End Indefinite Detention!
‘ “I don’t know when I’m going to get back to my life. Could be any time, could be five years. We don’t know. That’s what’s killing us here. I want my freedom back,” said Ahmad, Iran, detained for over a year. People are detained without any time limit. More and more people are being detained for years. The UK is the only country in the European Union which does not have a time limit on depriving people of their freedom.
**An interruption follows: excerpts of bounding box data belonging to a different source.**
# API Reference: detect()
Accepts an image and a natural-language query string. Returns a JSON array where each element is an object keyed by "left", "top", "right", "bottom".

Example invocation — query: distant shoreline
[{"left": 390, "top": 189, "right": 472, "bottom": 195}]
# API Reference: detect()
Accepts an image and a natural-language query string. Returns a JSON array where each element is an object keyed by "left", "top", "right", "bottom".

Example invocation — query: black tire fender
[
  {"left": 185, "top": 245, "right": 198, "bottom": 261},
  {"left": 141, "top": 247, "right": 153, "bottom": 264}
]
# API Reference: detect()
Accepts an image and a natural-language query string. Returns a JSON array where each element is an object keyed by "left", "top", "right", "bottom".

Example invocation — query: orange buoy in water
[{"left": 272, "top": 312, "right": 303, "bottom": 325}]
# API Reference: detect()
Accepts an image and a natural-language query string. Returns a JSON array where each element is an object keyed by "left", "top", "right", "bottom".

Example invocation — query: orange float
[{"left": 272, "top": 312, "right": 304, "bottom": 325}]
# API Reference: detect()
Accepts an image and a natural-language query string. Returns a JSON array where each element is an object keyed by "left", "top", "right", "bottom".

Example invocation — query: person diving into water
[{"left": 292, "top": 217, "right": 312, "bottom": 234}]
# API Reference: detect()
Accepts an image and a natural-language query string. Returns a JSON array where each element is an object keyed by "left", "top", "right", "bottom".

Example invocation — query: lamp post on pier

”People are detained for a very long time by the UK Border Agency when they cannot return to countries like Zimbabwe or Somalia because they are too dangerous. Others cannot be deported because they do not have a passport and their Embassy refuses to allow them to return. People are not able to leave Britain but instead of being released, they are kept in detention indefinitely.
‘Most people find long-term detention intensely traumatic. Not knowing when you will be free is damaging to mental health. People who have been tortured or imprisoned in their home countries are particularly scarred by long-term detention. We are calling on the government to introduce a time limit on detention. Take action with us to end indefinite detention.’